Results: Midasin is present as a single-copy gene encoding a well-conserved protein of approximately 600 kDa in all eukaryotes for which data are available. In humans, the gene maps to 6q15 and encodes a predicted protein of 5596 residues (632 kDa). Sequence alignments of midasin from humans, yeast, Giardia and Encephalitozoon indicate that its domain structure comprises an N-terminal domain (35 kDa), followed by an AAA domain containing six tandem AAA protomers (approximately 30 kDa each), a linker domain (260 kDa), an acidic domain (approximately 70 kDa) containing 35-40% aspartate and glutamate, and a carboxy-terminal M-domain (30 kDa) that possesses MIDAS sequence motifs and is homologous to the I-domain of integrins. Expression of hemagglutamin-tagged midasin in yeast demonstrates a polypeptide of the anticipated size that is localized principally in the nucleus.

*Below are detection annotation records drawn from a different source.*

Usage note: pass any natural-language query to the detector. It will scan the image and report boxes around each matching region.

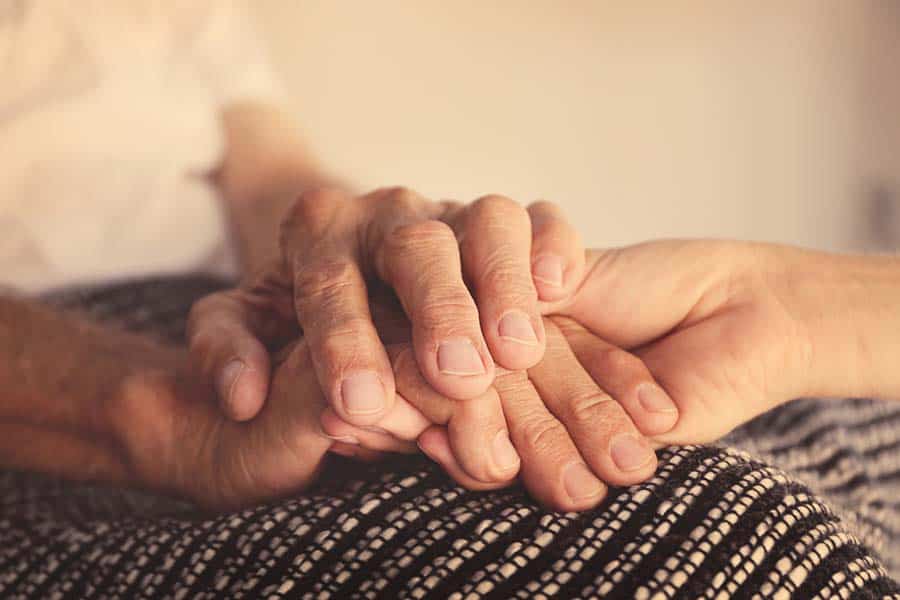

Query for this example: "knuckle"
[310,331,364,372]
[567,390,618,428]
[479,249,537,301]
[528,200,562,217]
[383,185,420,212]
[413,290,478,334]
[522,416,568,454]
[385,220,456,252]
[294,260,357,301]
[282,188,344,236]
[591,348,645,375]
[472,194,525,216]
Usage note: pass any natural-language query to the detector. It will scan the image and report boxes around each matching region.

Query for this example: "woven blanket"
[0,278,900,599]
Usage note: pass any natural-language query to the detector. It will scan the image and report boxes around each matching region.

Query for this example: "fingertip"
[227,367,268,421]
[488,309,547,371]
[558,462,608,510]
[334,371,393,426]
[631,383,679,435]
[426,338,494,400]
[608,432,657,485]
[216,359,266,421]
[531,254,575,302]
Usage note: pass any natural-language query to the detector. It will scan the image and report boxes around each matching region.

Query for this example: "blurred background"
[251,0,900,249]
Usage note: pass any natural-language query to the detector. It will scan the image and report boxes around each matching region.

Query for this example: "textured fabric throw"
[0,279,900,599]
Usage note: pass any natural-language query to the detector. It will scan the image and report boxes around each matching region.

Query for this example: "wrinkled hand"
[114,343,366,510]
[189,188,584,436]
[338,241,810,508]
[322,318,677,510]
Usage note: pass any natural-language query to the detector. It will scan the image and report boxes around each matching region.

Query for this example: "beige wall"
[254,0,900,247]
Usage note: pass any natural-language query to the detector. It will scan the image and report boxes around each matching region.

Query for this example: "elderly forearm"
[0,297,183,482]
[216,103,342,273]
[768,250,900,399]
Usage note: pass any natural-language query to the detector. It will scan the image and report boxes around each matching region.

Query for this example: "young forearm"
[768,250,900,399]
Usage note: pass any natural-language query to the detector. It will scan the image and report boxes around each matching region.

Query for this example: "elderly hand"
[110,342,379,511]
[189,188,584,425]
[322,319,664,511]
[332,241,852,508]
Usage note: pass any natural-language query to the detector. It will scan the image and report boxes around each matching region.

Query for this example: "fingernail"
[341,371,384,415]
[493,431,519,471]
[325,433,359,446]
[609,433,653,471]
[531,255,563,287]
[638,384,678,412]
[497,311,537,346]
[563,463,603,500]
[328,446,356,458]
[438,339,484,375]
[219,360,244,406]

Conclusions: The highly conserved structure of midasin in eukaryotes, taken in conjunction with its nuclear localization in yeast, suggests that midasin may function as a nuclear chaperone and be involved in the assembly/disassembly of macromolecular complexes in the nucleus. The AAA domain of midasin is evolutionarily related to that of dynein, but it appears to lack a microtubule-binding site.